Open SombrAbsol opened 1 year ago
This is a huugge PR with lots of changes. Did you use an automated tool to do this? I think it would be easier if you could provide instructions on how I can do this optimization rather than checking over each individual image.
Yup, I've used several Windows programs to do this. Recommended tools are, in order of effectiveness, ECT (Efficient Compression Tool), pingo, PNGOut and ZopfliPNG.
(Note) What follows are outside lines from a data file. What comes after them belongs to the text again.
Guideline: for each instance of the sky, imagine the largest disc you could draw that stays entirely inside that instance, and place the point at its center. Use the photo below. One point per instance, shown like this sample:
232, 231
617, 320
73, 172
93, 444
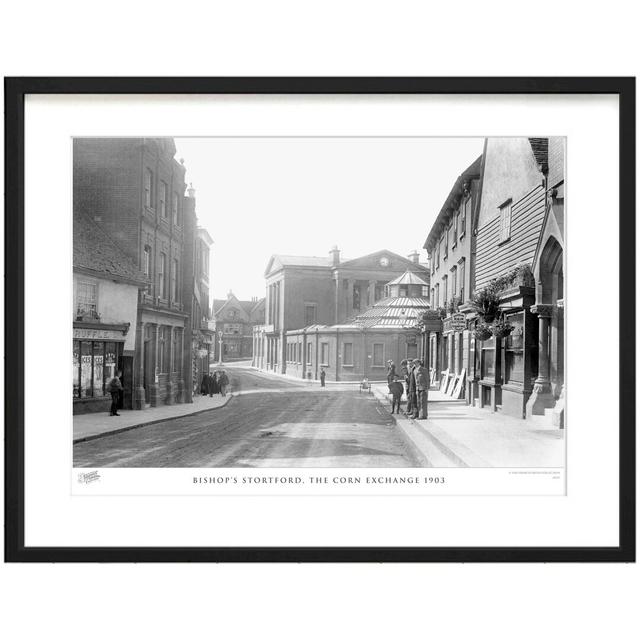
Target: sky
301, 196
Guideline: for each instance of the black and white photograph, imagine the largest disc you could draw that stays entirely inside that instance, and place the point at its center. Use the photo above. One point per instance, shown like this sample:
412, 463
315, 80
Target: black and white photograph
319, 302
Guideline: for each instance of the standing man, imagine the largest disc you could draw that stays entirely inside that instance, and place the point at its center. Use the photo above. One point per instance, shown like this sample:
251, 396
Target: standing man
411, 390
422, 390
115, 387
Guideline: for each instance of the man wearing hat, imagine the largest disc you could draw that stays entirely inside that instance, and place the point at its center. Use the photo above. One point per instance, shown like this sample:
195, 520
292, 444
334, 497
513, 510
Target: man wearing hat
421, 376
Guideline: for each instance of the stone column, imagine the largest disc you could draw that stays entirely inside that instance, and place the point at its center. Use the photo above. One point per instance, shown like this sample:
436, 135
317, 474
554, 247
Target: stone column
542, 397
139, 395
171, 387
154, 389
372, 293
179, 337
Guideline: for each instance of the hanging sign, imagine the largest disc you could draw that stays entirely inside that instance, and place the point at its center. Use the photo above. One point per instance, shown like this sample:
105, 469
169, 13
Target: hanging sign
458, 322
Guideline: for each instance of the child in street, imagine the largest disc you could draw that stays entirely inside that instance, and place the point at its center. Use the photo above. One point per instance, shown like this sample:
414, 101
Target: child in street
396, 389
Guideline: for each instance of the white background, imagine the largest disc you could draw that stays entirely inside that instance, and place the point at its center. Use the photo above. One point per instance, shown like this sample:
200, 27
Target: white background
587, 516
331, 38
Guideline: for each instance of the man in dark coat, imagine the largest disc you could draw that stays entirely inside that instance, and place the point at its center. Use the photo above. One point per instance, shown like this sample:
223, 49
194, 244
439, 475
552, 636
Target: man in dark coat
411, 389
115, 387
396, 389
421, 376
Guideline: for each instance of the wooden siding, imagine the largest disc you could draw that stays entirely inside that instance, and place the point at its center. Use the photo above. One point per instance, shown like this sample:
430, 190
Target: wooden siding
494, 259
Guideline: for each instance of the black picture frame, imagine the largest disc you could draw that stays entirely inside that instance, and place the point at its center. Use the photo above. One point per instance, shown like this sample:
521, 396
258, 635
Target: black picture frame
15, 91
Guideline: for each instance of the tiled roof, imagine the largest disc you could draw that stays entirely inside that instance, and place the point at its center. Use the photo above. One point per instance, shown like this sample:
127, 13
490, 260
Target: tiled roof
94, 250
409, 277
392, 312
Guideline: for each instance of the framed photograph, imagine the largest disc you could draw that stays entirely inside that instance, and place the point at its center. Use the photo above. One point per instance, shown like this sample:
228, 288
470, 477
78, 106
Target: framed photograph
320, 319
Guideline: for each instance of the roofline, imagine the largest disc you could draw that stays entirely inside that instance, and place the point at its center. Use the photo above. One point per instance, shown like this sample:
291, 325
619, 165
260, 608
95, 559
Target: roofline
442, 215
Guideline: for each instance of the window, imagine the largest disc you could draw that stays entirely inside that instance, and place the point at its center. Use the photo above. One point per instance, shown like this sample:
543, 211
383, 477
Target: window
148, 188
94, 365
87, 299
324, 353
163, 199
174, 281
175, 213
463, 217
309, 314
162, 280
454, 282
234, 328
378, 355
505, 221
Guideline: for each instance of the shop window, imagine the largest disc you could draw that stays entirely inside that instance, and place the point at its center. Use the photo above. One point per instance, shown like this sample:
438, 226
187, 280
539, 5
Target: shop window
488, 370
514, 351
87, 299
94, 365
324, 353
378, 355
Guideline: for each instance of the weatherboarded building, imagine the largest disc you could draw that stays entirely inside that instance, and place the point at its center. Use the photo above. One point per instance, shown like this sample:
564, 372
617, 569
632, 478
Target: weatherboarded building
520, 231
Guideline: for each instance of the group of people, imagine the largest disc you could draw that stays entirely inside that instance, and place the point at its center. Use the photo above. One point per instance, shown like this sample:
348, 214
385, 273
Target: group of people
416, 386
215, 382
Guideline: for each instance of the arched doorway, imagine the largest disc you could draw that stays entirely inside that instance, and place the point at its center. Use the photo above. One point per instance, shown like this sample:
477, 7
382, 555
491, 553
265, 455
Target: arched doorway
551, 281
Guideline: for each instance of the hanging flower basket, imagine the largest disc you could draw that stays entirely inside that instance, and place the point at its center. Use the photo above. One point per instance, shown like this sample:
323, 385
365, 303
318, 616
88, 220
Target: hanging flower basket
501, 329
482, 332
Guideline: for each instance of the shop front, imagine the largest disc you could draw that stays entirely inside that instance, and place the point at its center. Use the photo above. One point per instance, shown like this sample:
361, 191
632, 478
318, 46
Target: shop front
98, 355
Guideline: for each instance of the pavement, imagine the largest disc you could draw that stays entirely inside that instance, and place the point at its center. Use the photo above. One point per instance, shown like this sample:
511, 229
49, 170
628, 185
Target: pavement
299, 423
316, 429
458, 435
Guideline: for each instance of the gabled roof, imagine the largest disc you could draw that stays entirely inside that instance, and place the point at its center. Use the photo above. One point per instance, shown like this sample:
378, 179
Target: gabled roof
415, 266
278, 261
540, 148
95, 251
472, 171
409, 277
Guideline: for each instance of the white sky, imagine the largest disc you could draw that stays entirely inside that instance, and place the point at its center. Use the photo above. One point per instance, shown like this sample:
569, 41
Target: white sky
301, 196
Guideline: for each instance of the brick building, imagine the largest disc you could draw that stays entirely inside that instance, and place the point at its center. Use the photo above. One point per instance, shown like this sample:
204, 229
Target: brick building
520, 241
236, 320
451, 248
106, 283
133, 188
307, 291
361, 347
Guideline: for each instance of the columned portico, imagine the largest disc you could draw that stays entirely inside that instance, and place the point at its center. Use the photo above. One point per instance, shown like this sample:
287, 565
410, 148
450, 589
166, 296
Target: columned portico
542, 397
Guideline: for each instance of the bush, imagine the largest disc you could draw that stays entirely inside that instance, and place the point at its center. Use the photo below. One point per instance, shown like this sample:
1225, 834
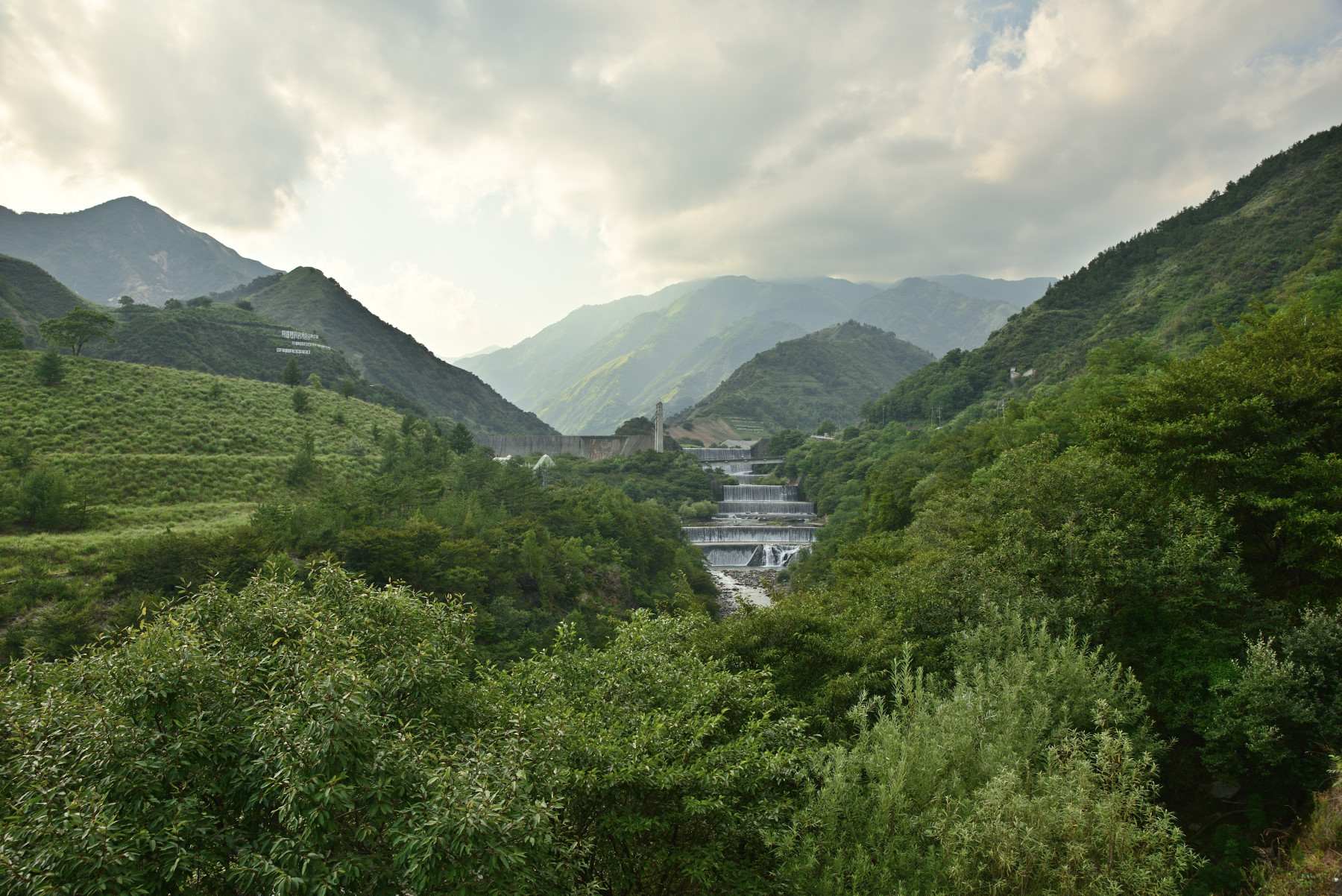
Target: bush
50, 367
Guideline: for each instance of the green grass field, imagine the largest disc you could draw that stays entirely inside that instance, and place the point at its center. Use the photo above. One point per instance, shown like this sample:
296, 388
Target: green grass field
148, 448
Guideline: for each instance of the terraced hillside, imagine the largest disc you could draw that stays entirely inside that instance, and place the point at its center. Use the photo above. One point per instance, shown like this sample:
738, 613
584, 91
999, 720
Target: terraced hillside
145, 447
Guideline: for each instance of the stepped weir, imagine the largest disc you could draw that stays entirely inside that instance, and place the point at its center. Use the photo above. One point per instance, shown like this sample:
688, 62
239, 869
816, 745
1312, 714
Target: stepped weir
741, 538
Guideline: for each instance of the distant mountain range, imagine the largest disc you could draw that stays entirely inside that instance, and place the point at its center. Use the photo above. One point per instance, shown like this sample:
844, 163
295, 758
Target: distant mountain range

For this pull request, I've only used ECT and pingo, because in my experience with these tools, they are generally faster and more efficient than PNGOut and ZopfliPNG. What's more, the process quickly becomes lengthy once you have a lot of images and use all the tools one after the other, as is the case here.
To reproduce the result :
@echo on
for /R %%A in (*.png) do (
ect -9 -strip "%%A"
pingo -s4 -lossless -strip "%%A"
)
Once you've placed the folders containing the images to be compressed, run the .bat file. The parameters are such that the programs automatically search for the best possible compression and remove metadata from the files.
If you also want to use PNGOut and ZopfliPNG (which I haven't done here because it's extremely time-consuming):
To use ZopfliPNG, you'll also need to install Cygwin and run the package installer (https://www.cygwin.com/install.html) at least once. If you don't want to keep Cygwin in the future, go to C:\cygwin64\bin
and copy the following files into the folder you're using:
cyggcc_s-seh-1.dll
cygstdc++-6.dll
cygwin1.dll
Finally, save the following script in a .bat file:
@echo off
for /R %%A in (*.png) do (
ect -9 -strip "%%A"
pingo -s4 -lossless -strip "%%A"
pngout "%%A"
zopflipng -m -y "%%A" "%%A"
)
Once you've placed the folders containing the images to be compressed, run the .bat file.
I losslessly compressed all PNG images with compression algorithms. Website pages should load faster.